General view of the Bank of England building in London.
LONDON – The Bank of England announced its decision to keep interest rates steady at its June meeting, but described the move as “finely balanced” following the UK’s achievement of its 2% inflation target.
Money market prices indicated around a 50% chance of a rate cut in August as investors interpreted a subtly dovish message.
The central bank’s key interest rate stands at 5.25%, the highest level in 16 years, held since August.
Seven members of the monetary policy committee voted in favor of maintaining the rate, while two supported a 25 basis point cut, mirroring the outcome of the May meeting. One basis point represents one hundredth of a percentage point.

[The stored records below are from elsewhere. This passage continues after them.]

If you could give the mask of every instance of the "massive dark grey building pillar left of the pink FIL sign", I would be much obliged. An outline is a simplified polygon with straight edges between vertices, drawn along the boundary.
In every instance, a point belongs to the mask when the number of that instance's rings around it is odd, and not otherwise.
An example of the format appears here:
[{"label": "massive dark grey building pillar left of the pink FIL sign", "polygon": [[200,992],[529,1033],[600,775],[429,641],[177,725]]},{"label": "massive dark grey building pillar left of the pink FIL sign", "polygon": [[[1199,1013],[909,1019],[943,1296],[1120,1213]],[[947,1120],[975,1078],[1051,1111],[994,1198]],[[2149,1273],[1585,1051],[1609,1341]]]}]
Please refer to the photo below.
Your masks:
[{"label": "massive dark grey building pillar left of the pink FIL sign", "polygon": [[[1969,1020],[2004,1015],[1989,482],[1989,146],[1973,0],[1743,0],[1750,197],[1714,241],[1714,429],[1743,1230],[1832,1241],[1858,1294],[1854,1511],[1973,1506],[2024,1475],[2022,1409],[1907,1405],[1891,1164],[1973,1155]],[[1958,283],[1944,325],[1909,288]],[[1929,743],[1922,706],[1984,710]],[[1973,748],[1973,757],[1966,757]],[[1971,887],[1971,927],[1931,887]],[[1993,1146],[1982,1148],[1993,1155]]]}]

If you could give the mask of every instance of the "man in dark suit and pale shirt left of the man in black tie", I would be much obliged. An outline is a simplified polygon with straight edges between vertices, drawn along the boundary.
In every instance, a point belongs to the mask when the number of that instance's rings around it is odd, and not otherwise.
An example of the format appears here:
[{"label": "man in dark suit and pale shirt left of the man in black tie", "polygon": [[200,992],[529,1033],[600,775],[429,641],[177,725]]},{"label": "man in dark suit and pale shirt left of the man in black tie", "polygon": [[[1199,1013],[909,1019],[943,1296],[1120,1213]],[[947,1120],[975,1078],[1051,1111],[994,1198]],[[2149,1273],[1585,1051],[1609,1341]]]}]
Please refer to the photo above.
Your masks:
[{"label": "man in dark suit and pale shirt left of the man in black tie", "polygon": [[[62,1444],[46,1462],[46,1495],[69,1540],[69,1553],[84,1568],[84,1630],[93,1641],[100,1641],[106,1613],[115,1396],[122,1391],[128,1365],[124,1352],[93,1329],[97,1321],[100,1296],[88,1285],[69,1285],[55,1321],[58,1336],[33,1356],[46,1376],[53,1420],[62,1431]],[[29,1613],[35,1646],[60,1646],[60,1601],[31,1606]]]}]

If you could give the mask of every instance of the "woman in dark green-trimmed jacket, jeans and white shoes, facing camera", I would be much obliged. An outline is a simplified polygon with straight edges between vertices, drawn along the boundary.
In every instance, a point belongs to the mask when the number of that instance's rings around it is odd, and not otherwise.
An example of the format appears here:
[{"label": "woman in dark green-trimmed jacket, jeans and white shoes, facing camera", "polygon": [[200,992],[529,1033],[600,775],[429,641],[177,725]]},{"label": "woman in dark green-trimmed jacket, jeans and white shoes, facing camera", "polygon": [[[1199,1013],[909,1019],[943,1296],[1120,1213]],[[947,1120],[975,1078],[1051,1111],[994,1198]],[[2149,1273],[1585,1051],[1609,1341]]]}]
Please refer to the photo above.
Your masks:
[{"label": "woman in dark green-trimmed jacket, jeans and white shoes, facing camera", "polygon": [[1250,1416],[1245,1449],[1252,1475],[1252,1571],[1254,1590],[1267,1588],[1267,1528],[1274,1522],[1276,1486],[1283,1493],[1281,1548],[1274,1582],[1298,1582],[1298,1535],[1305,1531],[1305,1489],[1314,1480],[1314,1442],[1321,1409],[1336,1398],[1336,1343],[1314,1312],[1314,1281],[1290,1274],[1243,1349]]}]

In its statement, the MPC stressed that inflation had reached the central bank’s target and cited weakening indicators for “near-term inflation expectations” and wage growth.
The OAG (Office for National Statistics) added that uncertainty surrounding estimates of labour market activity made it “very difficult to assess its evolution”.
Reiterating an earlier message that had raised speculation about potential easing, the Bank of England stressed the need for monetary policy to “remain tight for a sufficiently long period to sustainably return inflation to the 2% target”.
Inflation data on Wednesday showed consumer price growth cooled to 2% in May, beating the target ahead of the US and the euro zone, even as the UK saw its steepest spike in inflation in two years.
However, economists noted that persistently high services rates and core inflation in the UK implied the potential for continued upward pressure.
The central bank’s decision to keep rates unchanged comes just two weeks before the general election, while the state of the economy and proposals to revive sluggish growth represent major battlegrounds.
Governor Andrew Bailey stressed that the politically independent BOE will continue to focus on its own data, despite speculation that it may act more cautiously after the next election.
‘Well balanced’
Attention has now shifted to the possibility of a rate cut in August. Money market prices indicated a nearly 50% chance of this following Thursday’s statement, higher than the previous day.
Among the seven members who voted in favor, the MPC noted disagreement over the level of accumulated evidence needed to justify a cut, making their decision “finely balanced.”
Some members said key indicators of inflation persistence “remain elevated,” citing concerns about services, strong domestic demand and wage growth. Others, however, argued that higher-than-expected services inflation in May had not had a significant impact on the UK’s overall disinflationary trajectory.
Ruth Gregory, deputy chief UK economist at Capital Economics, suggested that several developments point to a rate cut, including the “finely balanced” commentary and the fact that the BOE’s overall tone has not become more hawkish as expected.
James Smith, developed markets economist at ING, said the possibility of an interest rate cut in the summer was higher than the 30-40% previously expected by markets.
“I think the inflation numbers, the services inflation… I think the road is still open and I think they (the BoE) will remain reasonably confident,” Smith said in an interview.
He added: «A bit like the (European Central Bank), I think they have more confidence in their ability to forecast inflation than they did 6-12 months ago.»
While several central banks in Europe have already begun to ease monetary policy, including the ECB, the Swiss National Bank and the Swedish Riksbank, the US Federal Reserve, often seen as the leading central bank, has left traders unsure about the timing of its first rate cut. Market data suggests a 65% chance of a September cut in the US.
GBP’s losses extended against the US dollar: the currency fell 0.3% to $1.267 at 1pm in London.